Russia raises interest rates to 17%, but rouble continues to plummet

16th December 2014


The Russian currency has  fallen to 75 roubles to the US dollar after the Russian central bank raised interest rates from 10.5% to 17% yesterday in a bid to halt is decline.

The central bank’s move was designed to make it more attractive to hold roubles and prevent wealthy individuals and companies from taking money out of the country in favour of safe havens like the US dollar.

There was a bounce-back in the currency this morning, to 59 roubles to the dollar, but since then it has declined dramatically.

The rouble is the worst performing major currency so far this year having lost half its value against the US dollar, according to Hargreaves Lansdown, the adviser.

This has been prompted by sanctions against the Russian government in relation to the Ukraine, and the falling oil price, as the Russian government receives half its total revenues from petrol, according to the IMF

Hargreaves Lansdown calculates that the MICEX stock market index is down around 5% in local currency terms, but converted into Sterling this equates to a 50% loss for UK-based investors.

Laith Khalaf, senior analyst at Hargreaves Lansdown, said: “The Russian central bank has moved to battle stations to defend its currency. So far the move has not stopped the slide, and it may yet have negative effects on the Russian economy.

“International investors will remember how the currency crisis of 1998 and subsequent default on sovereign bonds brought Wall Street to its knees, via the exposure of the giant hedge fund, Long Term Capital Management.

“While the currency has significantly weakened this year, default by the government looks unlikely this time around because Russia has relatively low levels of government debt compared to GDP.”

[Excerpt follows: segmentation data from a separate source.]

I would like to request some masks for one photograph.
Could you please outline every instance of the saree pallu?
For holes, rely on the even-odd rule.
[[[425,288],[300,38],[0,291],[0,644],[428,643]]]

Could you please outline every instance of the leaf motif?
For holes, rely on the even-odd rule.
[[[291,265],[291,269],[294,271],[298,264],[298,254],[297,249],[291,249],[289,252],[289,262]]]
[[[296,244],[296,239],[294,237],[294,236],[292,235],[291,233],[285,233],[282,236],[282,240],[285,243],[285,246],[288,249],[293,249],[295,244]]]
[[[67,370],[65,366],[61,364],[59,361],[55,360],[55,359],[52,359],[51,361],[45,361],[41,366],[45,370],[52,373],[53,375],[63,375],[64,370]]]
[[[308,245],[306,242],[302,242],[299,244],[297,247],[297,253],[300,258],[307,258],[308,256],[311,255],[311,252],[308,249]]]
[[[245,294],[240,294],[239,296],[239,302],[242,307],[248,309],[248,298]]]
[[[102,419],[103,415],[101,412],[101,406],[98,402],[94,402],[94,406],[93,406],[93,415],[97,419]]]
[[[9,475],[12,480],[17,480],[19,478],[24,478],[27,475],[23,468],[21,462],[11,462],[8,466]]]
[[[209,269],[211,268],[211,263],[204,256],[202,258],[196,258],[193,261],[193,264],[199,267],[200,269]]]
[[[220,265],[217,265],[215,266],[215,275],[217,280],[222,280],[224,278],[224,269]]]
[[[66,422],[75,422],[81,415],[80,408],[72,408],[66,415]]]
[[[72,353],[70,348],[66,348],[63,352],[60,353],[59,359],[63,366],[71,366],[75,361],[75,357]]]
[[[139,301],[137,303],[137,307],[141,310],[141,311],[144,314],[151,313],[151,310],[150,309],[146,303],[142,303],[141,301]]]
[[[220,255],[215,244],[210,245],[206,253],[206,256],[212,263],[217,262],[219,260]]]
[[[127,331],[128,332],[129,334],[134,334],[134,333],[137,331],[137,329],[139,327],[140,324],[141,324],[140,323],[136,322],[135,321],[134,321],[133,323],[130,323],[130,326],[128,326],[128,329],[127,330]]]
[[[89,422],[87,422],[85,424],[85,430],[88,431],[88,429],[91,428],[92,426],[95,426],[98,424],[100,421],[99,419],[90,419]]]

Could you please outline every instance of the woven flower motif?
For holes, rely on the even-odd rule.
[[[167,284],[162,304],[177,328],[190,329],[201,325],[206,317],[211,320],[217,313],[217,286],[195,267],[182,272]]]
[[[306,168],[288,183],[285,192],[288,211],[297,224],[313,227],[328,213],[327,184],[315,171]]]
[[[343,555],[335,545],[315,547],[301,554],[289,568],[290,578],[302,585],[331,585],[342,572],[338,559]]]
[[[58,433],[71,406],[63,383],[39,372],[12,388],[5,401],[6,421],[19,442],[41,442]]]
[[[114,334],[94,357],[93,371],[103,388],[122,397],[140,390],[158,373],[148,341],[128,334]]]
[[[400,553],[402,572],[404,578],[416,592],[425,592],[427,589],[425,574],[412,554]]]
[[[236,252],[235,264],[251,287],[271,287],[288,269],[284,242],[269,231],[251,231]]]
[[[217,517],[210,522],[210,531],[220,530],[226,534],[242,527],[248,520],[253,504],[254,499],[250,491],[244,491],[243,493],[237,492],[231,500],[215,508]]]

Khalaf said that despite this, the Russian economy and companies do face serious problems and that raising interest rates will take a toll on a country which is already on the brink of recession.

He added that over the longer term, Russia’s vast natural resources are likely to prove positive. Like other emerging markets Russia also has a population which is expected to become wealthier.

He added: “For investors wanting exposure to Russia, a long-term horizon and a strong stomach are both an absolute must. It has been a painful year, but like all emerging markets volatility is to be expected.

“The stock market falls seen this year mean Russia has continued to be among the cheapest markets in the world, according to our analysis, though clearly there are reasons for this, and cheap markets can remain out of favour for a long time.”

A key factor to consider is the level of Russian sovereign debt denominated in dollars.  Khalaf said this is significant because it becomes much more expensive for the Russian government to pay off as the rouble falls.

However, he said, according to Wells Fargo, dollar-denominated debt of the Russian central government remains manageable, currently totalling around $38 billion, which requires around $6 billion capital and interest payments in 2015.

Meanwhile Russia has around $400 billion in foreign exchange reserves, and a relatively low debt-to-GDP ratio of around 10%, which is why Russian government bonds carry a BBB-rating from Standard and Poor’s (just inside the investment grade universe).